“Many people live their lives locked in a paralysis of fear, seemingly unable to take a step forward to resolve a deadlock or reveal their true potential. These challenges differ for every individual, both in their nature and their scale. What may to one person seem a simple problem may be experienced by another as overwhelming and insurmountable. But the process of summoning up the courage required to take action is always the same regardless of how seemingly big or small the challenge.” January 2011 SGI Quarterly
These days, amidst all the changes taking place in my life, I find fear all around me. It creeps up slowly and quietly taking a firm hold by altering the direction of thoughts formed in my mind. Rather than thinking to myself, “I can do this”, I find myself saying “I’m not sure if I can.” Positive thoughts one minute are quickly transformed into negative ones within a matter of seconds. As I plan to move my life in a different and healthier direction, I find myself thinking….”But what if this happens?” or “What if that…?” Those “what ifs” have a way of instilling so much fear that there are times when I feel overwhelmed and afraid to do anything. Fear has a way of keeping us locked down to what is familiar and away from the unlimited possibilities that just might lead us in a more fulfilling and happier direction.
Over the past few weeks, I have become more and more aware of my fear and its stealthy nature. By observing my mind and thought patterns, I was able to find my fear’s point of entrance. It usually happens when I am daydreaming, or when I am looking forward to some upcoming event, thinking perhaps a bit too far off into the future. The door to my fear opens at that very moment when I begin to think “But, what if.” This is the crucial point when I allow fear to step in, set up command, and secure its secret operating spot somewhere in the depths of my mind. It happens the moment I go to that dark place that knows no bounds.
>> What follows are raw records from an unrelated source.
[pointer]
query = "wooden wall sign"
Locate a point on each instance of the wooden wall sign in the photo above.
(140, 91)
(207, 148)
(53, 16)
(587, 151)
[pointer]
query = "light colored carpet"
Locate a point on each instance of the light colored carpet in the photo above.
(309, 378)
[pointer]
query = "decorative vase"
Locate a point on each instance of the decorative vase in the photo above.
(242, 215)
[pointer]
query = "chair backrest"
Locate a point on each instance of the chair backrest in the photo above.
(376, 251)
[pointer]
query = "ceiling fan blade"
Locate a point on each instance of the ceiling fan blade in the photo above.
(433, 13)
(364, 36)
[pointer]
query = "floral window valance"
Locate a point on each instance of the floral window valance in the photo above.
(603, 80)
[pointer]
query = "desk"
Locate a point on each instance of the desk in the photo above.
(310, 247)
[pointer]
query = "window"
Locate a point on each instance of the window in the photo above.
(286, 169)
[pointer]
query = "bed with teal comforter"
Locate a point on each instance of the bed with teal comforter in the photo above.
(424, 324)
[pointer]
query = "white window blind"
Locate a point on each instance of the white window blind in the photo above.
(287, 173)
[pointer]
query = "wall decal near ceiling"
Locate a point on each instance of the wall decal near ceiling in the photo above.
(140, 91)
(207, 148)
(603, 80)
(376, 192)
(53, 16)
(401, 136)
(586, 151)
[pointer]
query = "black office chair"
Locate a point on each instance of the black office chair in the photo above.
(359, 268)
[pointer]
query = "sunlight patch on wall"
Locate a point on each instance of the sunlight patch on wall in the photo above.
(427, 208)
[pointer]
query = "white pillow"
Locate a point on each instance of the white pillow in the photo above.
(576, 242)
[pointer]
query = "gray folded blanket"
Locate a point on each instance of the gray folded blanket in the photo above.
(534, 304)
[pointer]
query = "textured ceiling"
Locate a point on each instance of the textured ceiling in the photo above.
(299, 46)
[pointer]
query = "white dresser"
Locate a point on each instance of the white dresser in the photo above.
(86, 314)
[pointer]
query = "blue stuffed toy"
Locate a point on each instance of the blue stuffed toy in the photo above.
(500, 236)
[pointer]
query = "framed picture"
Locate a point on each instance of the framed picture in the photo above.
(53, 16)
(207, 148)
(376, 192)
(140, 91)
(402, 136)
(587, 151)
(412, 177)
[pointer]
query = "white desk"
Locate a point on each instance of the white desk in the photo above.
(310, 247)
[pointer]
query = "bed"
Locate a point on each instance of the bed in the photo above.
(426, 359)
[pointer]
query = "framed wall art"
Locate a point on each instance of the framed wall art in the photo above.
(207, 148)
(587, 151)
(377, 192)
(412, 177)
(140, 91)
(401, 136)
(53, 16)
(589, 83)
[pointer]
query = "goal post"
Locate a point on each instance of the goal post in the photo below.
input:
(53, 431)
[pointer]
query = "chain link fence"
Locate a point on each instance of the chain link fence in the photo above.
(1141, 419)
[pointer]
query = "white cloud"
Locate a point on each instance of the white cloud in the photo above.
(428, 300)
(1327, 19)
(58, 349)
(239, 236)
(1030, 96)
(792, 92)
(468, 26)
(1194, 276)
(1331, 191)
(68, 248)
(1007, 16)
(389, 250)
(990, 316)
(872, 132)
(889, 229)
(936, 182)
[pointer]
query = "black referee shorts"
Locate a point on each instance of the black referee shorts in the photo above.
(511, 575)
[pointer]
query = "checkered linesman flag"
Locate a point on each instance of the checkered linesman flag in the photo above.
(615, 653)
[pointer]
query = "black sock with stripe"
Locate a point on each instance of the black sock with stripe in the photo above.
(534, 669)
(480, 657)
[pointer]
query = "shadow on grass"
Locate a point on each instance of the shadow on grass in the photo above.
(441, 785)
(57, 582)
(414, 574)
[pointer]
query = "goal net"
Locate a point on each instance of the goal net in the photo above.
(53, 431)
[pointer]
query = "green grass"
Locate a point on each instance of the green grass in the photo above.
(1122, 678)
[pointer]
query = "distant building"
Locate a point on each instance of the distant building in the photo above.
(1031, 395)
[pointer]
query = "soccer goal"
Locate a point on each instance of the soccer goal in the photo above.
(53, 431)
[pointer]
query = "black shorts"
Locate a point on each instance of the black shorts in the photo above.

And so, I made a conscious decision to stop. By recognizing when the door has opened, I’ve gained a greater ability to keep it closed. As soon as I catch myself thinking those what ifs, I tell myself to stop, and I lockdown those thoughts before they get out of hand. I literally tell myself, “Nope, I am not going there today.” I simply make the decision not to think in that negative way. I’ve learned, through this conscious act to change my thinking, that it takes courage to face my fears even the ones that hide in the dark corners of my mind. It is as SGI President Ikeda has said, “Small things matter. What may look like a small act of courage is courage nevertheless. The important thing is to be willing to take a step forward.”